A-J MEDIA LOCAL NEWS EDITOR
Lubbock’s Warriors Against Synthetic Pot advocacy group and Councilwoman Karen Gibson are launching an anti-drug effort ahead of the upcoming Texas legislative session.
Gibson and members of the group hosted a news conference Tuesday afternoon in City Hall asking people to help support proposed measures during the 84th Texas
Legislative Session by sharing personal stories of how their friends or loved ones have been impacted by synthetic drugs.
The organization will give the letters to state Sen.
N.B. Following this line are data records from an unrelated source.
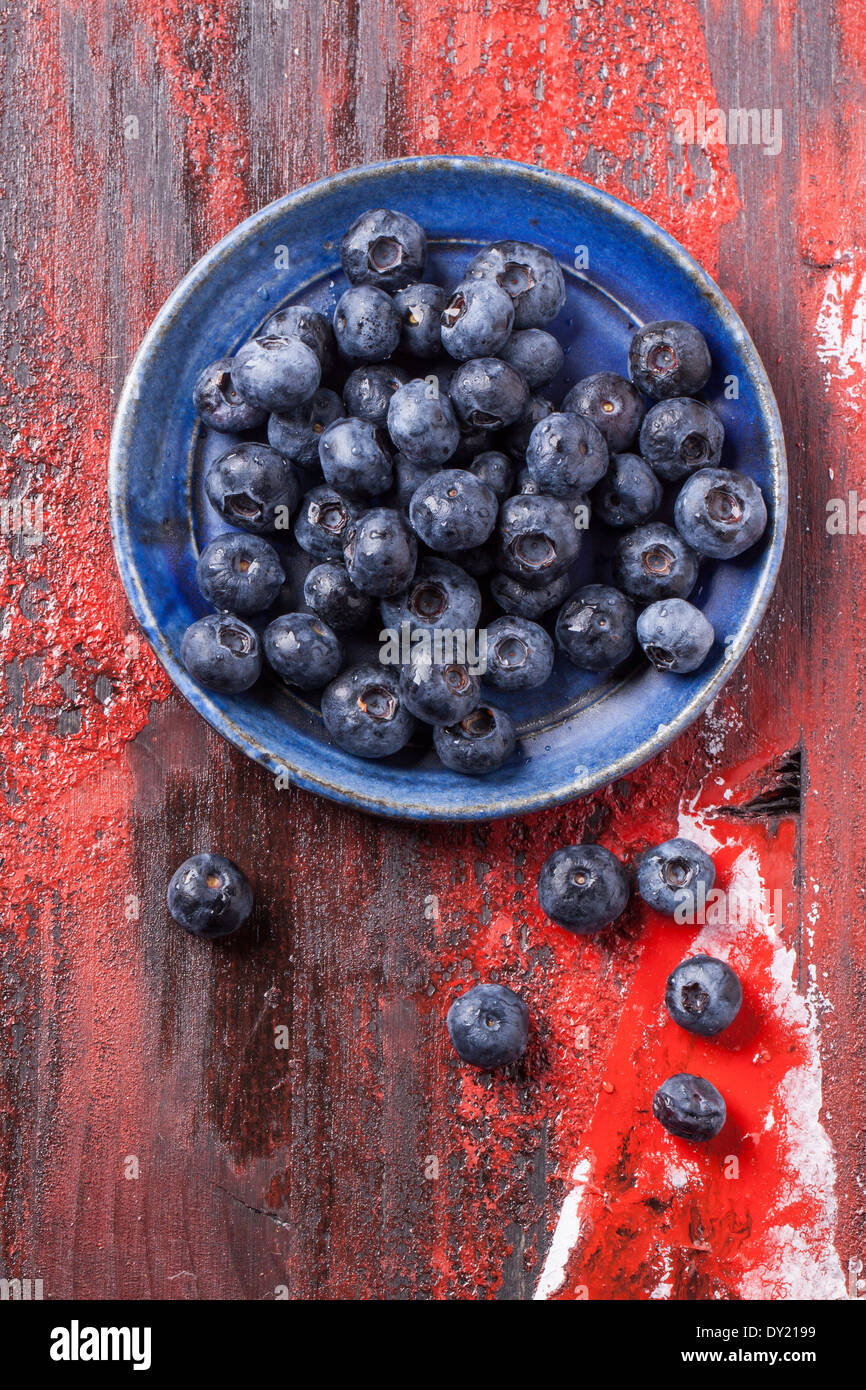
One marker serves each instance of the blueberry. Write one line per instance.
(704, 995)
(438, 692)
(720, 513)
(295, 432)
(628, 494)
(221, 653)
(220, 405)
(302, 649)
(209, 897)
(478, 744)
(488, 1026)
(583, 887)
(519, 653)
(537, 540)
(674, 635)
(253, 487)
(535, 355)
(380, 552)
(528, 602)
(369, 391)
(690, 1107)
(275, 373)
(654, 562)
(441, 595)
(384, 248)
(610, 403)
(477, 320)
(674, 875)
(239, 573)
(565, 453)
(355, 458)
(595, 627)
(364, 715)
(669, 359)
(495, 470)
(487, 394)
(307, 324)
(332, 597)
(515, 439)
(420, 309)
(323, 521)
(453, 510)
(421, 423)
(531, 277)
(681, 435)
(366, 324)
Charles Perry, R-Lubbock, to take to the legislative session.
“We’re trying to get the community’s support,” said Jeannine Kelley, co-founder of the Lubbock-based anti-synthetic drug group. “But this is an entire state issue and we need to get our state leaders on board.”
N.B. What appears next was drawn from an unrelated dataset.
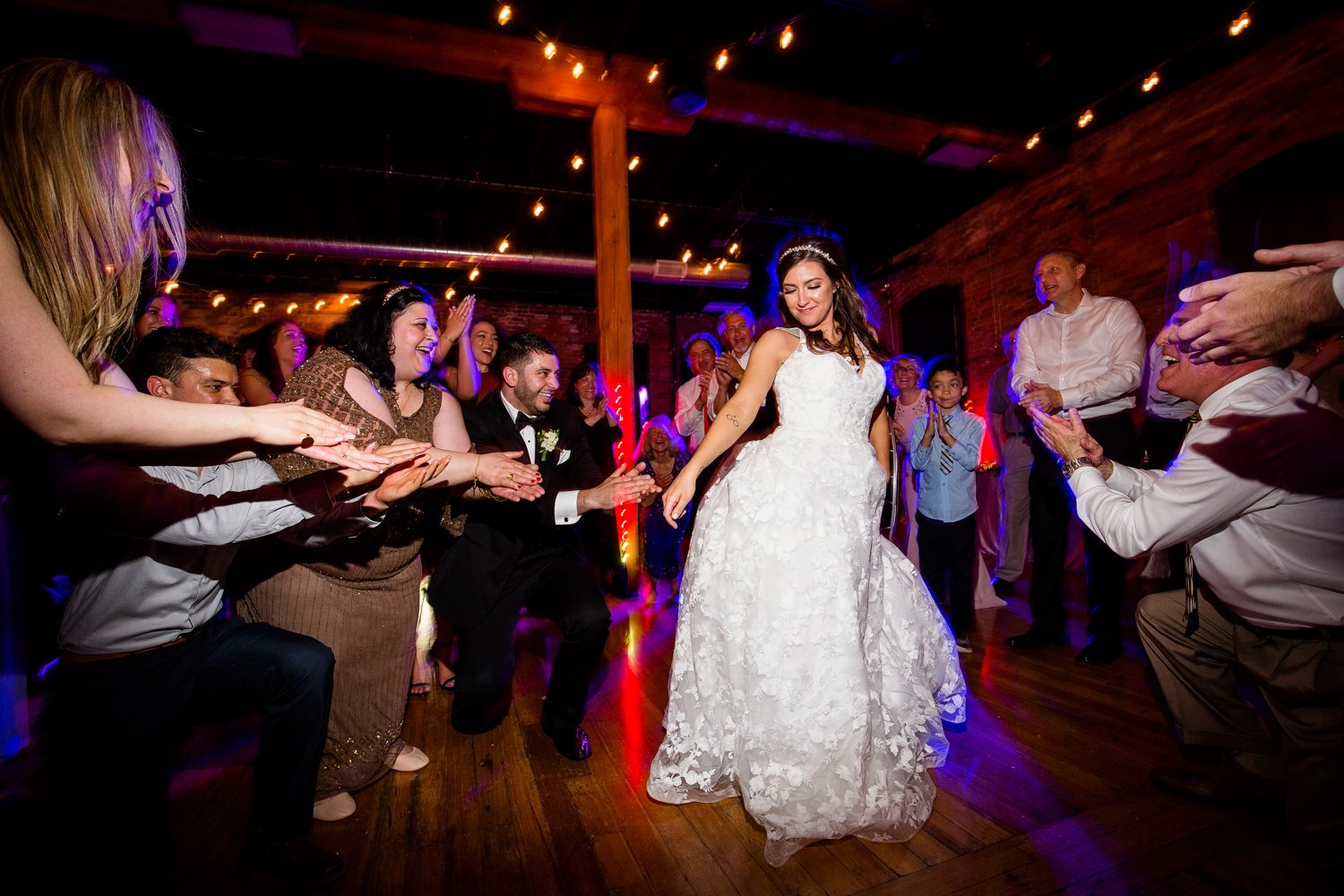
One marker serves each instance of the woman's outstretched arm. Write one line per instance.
(769, 354)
Kelley praised city and state leaders for past efforts to limit the availability of synthetic drugs.
Despite state and city laws banning certain chemicals, she said, others with similar effects remain on some store shelves.
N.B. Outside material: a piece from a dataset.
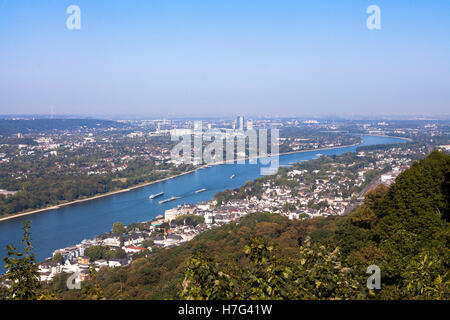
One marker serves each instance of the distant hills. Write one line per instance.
(404, 230)
(9, 126)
“This drug is death,” she said. “It offers you death in a package.”
Kelley said she’s hopeful the letter-writing campaign will help persuade state leaders to take action.
The anecdotes, she said, will remain anonymous and can be sent to her organization via mail:
P.O. Box 65717
Lubbock, TX 79464-5717
“We just need you to write it on a piece of paper,” she said. “Write it on toilet paper — I don’t care how we get it.”
Moving forward on drug bans
Earlier this month, Perry announced he had pre-filed SB 199 to prohibit the sale and use of synthetic drugs in the state ahead of the legislative session beginning next month.
Perry said the Legislature has passed similar bans in previous sessions, but manufacturers have repeatedly changed the chemical makeup of their drugs to skirt the law.
“In shops across the state, dangerous synthetic drugs are being sold to our youth, over the counter without repercussions,” Perry said in the statement. “These drugs are unregulated and more dangerous than the illegal counterparts they seek to imitate.”
Due to the complex chemical combinations, these substances have been known to produce side effects including hallucination, severe agitation, elevated heart rate and/or blood pressure, chest pains, blackouts, tremors, seizures, cardiac infarction, and in some cases death, according to Perry’s statement.
During Tuesday’s news conference, Gibson praised Perry’s efforts and said his proposal was a good start.
More needs to be done on a state level — including increasing penalties and expanding current laws — to help remove synthetic drugs on a local level, she said.
Lubbock’s City Council last year passed an ordinance banning the sale of certain synthetic drugs, sometimes referred to as synthetic marijuana, in stores in the city limits.
City leaders updated that ordinance earlier this year, expanding the list of banned substances.
Perry’s SB 199 would add additional known chemicals to the Texas Controlled Substance Act and include a controlled substance analog provision that will act as a “catch-all” for drugs with substantially similar chemical composition or intended to produce substantially similar effects.
“There are 53 merchants in Lubbock County alone that are known to have sold these substances,” Perry added. “I look forward to working with local law enforcement to ensure this commonsense legislation becomes law and these dangerous substances stay off of our streets and out of our schools.”